C’est bien souvent un alibi pour ne pas
réfléchir de manière plus globale à
l’orientation des institutions concernées.
Pourtant, des solutions innovantes
peuvent émerger des processus de
concertations et nourrir des
instances décisionnelles ?
Je m’explique. La concertation ne doit, par
exemple, pas dissimuler la pénurie de
logements disponibles. Des moyens
importants sont alloués au développement
de l’accompagnement social pour garantir
une certaine sécurité aux bailleurs.

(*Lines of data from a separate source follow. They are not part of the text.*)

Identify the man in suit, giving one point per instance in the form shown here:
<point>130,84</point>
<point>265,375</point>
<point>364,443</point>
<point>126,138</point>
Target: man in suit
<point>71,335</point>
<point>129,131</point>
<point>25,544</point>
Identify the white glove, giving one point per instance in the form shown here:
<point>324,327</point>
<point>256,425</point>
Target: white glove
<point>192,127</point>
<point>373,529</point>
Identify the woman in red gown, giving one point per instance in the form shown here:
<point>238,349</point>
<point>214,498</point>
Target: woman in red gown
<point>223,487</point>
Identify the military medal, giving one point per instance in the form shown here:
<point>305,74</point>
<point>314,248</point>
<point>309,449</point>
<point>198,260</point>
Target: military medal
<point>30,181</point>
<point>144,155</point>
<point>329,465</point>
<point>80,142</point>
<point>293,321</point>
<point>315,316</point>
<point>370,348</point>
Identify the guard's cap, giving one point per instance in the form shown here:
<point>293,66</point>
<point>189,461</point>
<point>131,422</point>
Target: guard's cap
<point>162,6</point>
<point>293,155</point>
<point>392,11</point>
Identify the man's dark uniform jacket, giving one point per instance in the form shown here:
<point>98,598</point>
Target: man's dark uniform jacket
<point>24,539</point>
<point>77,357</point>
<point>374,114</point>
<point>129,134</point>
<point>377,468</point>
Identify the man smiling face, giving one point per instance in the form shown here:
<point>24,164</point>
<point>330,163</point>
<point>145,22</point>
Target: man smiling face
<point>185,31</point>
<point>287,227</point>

Certes,
c’est important d’être à l’écoute des
difficultés sociales là où elles s’expriment.
Néanmoins, cette réponse « micro »
dispense parfois d’apporter davantage de
réponses « macro » en termes de
politiques de l’habitat, de l’emploi, de
l’aménagement du territoire et de santé
publique. Les bricolages inventifs des
professionnels de terrain, le
développement du réseau, les
partenariats… tout cela est très riche en ce
qu’il conduit à reformuler des limites, des
frontières, des compétences. Je trouve
cependant que tout le savoir qui s’échange
là ne remonte pas beaucoup et n’est pas
tellement pris en compte au niveau des
politiques plus globales. Il y a là un hiatus
qui est problématique.
La concertation semble au moins
bénéfique à l’usager, puisqu’il arrive
souvent que des solutions soient
proposées au cas par cas ?
Chaque institution ne s’adresse pas au
même public. Un médecin s’adresse à un
patient ou à un malade (ce qui n’est déjà
pas tout à fait la même chose), un
psychiatre à un patient, un usager de la
psychiatrie ou de la santé mentale. Chez
les professionnels de l’habitat, il s’agit de
locataire, de résident, d’habitant ou de
client. Quant aux acteurs de l’action
sociale, ce peut être des usagers, des
bénéficiaires ou des consommateurs. Bref,
selon la dénomination, l’angle sous lequel
est abordé la personne n’est pas le même.
Il est important d’avoir conscience de
cette pluralisation de l’individu. D’un côté,
je suis pluriel pour les institutions, de
l’autre, je suis une seule et même
personne. Il y a une tentation bien
compréhensible à dire qu’une prise en
charge globale est nécessaire, qu’il y en a
assez de la parcellisation des dispositifs,
etc. Néanmoins, dans ce mouvement, il y
a un risque de toute puissance en croyant
que l’intervention va avoir une prise sur
l’ensemble de l’individu, avec forcément
des conséquences sur sa liberté, son
autonomie, son indépendance, son
intimité et sa vie privée.
Cette tendance à la prise en charge
globale au moment de la concertation
présente des dangers pour la personne :
comment évaluer jusqu’où cette
globalisation lui sera bénéfique ?
Pourriez-vous donner un exemple ?
Un locataire ne souhaite pas forcément
que ses voisins ou son bailleur social
sachent qu’il est régulièrement hospitalisé
en psychiatrie parce qu’il est schizophrène,
dépressif ou autre. Il a besoin d’être
considéré comme simple voisin, ou simple
locataire. L’interlocuteur qui s’occupe de
son logement n’a pas à le considérer
comme malade ou handicapé. Ce qui ne
veut pas dire que cette même personne
n’ira pas un jour se présenter pour
expliquer un impayé ou faire respecter un
droit en disant « je suis malade/je suis
handicapé ». C’est une démarche
différente. La concertation amène
rapidement à la question du secret
professionnel. Les informations qui sont
partagées vont avoir un impact sur la
manière dont la personne va être
considérée et sur la violence qui va être
faite à son identité sociale ou personnelle.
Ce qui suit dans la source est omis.